Bisogna sottolineare però come Instagram stia cercando di invertire la rotta. Ha infatti inserito una schermata che compare quando si cercano hashtag inerenti a selfie con animali selvatici e una pagina di approfondimento con link a ong che si occupano di tutelare queste specie.

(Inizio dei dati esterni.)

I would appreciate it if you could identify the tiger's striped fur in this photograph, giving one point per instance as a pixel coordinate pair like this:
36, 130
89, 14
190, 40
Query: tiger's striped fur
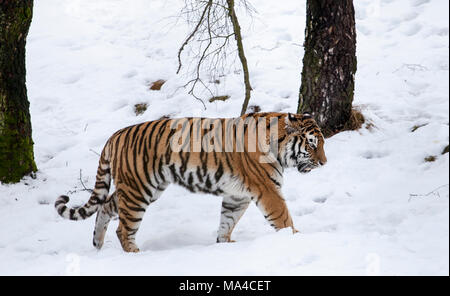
141, 162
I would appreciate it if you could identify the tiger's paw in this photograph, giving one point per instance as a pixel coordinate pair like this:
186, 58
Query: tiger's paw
225, 240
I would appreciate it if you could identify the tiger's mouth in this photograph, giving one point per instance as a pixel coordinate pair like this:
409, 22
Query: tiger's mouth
305, 168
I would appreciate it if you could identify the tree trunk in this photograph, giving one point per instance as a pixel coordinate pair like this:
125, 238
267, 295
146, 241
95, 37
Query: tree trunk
16, 145
329, 63
242, 58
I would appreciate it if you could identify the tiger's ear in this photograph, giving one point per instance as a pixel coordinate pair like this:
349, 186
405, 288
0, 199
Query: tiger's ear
292, 123
306, 116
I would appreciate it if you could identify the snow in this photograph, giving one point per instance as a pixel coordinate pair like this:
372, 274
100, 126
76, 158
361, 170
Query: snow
371, 210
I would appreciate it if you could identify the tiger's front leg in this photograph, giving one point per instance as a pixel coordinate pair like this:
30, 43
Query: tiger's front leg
232, 210
273, 206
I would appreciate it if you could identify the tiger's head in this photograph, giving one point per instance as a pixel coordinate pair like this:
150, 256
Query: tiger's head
301, 143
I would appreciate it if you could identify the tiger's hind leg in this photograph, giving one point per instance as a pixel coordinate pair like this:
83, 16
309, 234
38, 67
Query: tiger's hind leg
104, 215
232, 210
131, 210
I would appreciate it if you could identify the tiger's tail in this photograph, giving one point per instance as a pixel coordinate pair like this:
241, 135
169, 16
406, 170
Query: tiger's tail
98, 196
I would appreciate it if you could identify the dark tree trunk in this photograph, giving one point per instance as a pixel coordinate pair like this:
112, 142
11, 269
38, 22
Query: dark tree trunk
16, 145
329, 63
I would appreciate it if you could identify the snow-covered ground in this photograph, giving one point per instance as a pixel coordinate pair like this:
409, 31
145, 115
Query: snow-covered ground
370, 210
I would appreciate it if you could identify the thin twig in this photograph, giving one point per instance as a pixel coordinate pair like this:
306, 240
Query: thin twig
434, 192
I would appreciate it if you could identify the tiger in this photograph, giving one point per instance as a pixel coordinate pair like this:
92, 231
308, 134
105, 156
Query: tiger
143, 159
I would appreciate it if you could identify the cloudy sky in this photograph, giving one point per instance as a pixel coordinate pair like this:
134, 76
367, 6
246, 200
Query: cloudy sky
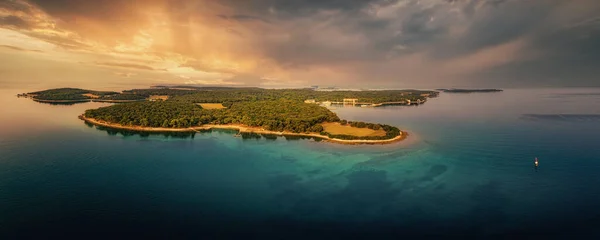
297, 43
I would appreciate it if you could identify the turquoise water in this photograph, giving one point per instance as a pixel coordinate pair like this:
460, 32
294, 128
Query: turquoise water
466, 169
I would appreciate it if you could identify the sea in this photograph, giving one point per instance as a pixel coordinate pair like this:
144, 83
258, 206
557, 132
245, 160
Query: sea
466, 171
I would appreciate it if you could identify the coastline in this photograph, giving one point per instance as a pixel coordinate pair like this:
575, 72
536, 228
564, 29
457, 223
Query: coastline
243, 129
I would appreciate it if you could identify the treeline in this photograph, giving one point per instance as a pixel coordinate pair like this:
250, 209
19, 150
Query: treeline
124, 96
280, 115
257, 94
69, 94
390, 131
151, 114
231, 95
159, 91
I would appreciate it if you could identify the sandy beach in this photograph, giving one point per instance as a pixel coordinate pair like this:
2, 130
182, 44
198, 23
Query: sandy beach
241, 129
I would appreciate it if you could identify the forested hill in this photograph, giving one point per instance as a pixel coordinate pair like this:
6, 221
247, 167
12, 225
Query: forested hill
277, 115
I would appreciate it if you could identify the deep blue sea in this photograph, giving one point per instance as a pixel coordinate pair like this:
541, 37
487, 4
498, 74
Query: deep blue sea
466, 170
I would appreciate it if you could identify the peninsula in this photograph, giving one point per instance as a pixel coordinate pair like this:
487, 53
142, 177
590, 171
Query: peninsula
458, 90
283, 112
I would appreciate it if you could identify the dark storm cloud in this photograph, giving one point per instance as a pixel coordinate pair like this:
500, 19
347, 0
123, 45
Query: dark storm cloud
240, 17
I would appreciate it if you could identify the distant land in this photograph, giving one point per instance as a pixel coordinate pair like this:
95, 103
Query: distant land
459, 90
290, 112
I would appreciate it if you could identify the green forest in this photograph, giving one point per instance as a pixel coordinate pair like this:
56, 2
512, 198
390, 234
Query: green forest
69, 94
271, 109
279, 115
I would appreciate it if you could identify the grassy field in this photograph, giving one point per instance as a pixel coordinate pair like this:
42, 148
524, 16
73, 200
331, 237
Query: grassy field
159, 97
336, 128
211, 105
91, 95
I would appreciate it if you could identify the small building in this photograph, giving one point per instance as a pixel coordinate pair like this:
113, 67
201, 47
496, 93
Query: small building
352, 101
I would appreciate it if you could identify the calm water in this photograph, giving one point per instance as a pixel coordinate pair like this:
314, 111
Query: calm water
466, 169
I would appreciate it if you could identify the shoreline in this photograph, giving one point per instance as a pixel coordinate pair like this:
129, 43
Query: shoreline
243, 129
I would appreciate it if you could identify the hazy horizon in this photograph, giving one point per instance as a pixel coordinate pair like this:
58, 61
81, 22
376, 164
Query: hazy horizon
271, 43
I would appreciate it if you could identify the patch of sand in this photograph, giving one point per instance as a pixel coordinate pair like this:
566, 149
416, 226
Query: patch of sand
336, 128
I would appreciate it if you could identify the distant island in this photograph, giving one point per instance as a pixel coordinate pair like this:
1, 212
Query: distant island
289, 112
457, 90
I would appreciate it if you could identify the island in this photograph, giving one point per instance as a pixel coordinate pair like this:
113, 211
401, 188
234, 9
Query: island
279, 112
458, 90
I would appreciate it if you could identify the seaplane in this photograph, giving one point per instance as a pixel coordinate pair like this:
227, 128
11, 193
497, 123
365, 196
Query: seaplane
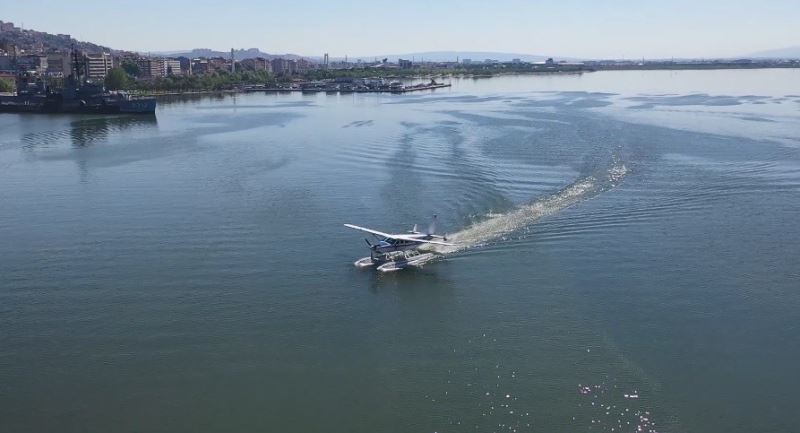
392, 252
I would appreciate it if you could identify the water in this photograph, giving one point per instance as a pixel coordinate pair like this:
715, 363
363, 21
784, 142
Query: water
620, 234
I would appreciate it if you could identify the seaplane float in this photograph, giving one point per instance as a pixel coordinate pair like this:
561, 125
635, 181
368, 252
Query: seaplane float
392, 252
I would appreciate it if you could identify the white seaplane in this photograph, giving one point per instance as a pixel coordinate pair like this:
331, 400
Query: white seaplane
393, 252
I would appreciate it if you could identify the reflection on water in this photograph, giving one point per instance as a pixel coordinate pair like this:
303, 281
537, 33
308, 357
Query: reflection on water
87, 131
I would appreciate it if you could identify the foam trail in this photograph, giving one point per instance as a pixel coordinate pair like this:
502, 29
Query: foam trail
500, 225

“Ti invitiamo a prestare attenzione al modo in cui interagisci con gli animali selvatici e a chiederti se un animale è stato contrabbandato, catturato da cacciatori di frodo o maltrattato per scopi turistici. Ad esempio, non fidarti di chi ti offre la possibilità di scattare foto con animali selvatici a pagamento, dato che questo tipo di foto e video potrebbe mettere a rischio animali in via d’estinzione.” © 2019 Instagram, Inc
Cosa si può fare?
Informarsi, informarsi e informarsi ancora un po’. È bene ricordare che i quokka e i bradipi sorridono anche quando sono stressati, quindi non bisogna farsi trarre in inganno da comportamenti che a prima vista sembrerebbero umani. Imparare a scattare fotografie nel modo giusto non consente solo di avere un bel ricordo di una vacanza, ma permette di educare chi ci sta intorno sui rischi di pratiche pericolose. La Wap ha pubblicato un vademecum di buone pratiche da seguire quando si ha a che fare con specie protette. Ad esempio, le fotografie, e persino i selfie, scattate in lontananza, senza flash, non nuocciono a nessuno, a patto che non ci siano interazioni dirette con l’animale, che deve essere sempre libero di girare nel suo habitat naturale. Come sostiene da anni la Wap, “abbiamo tutti il potere di cambiare il futuro di questi animali”.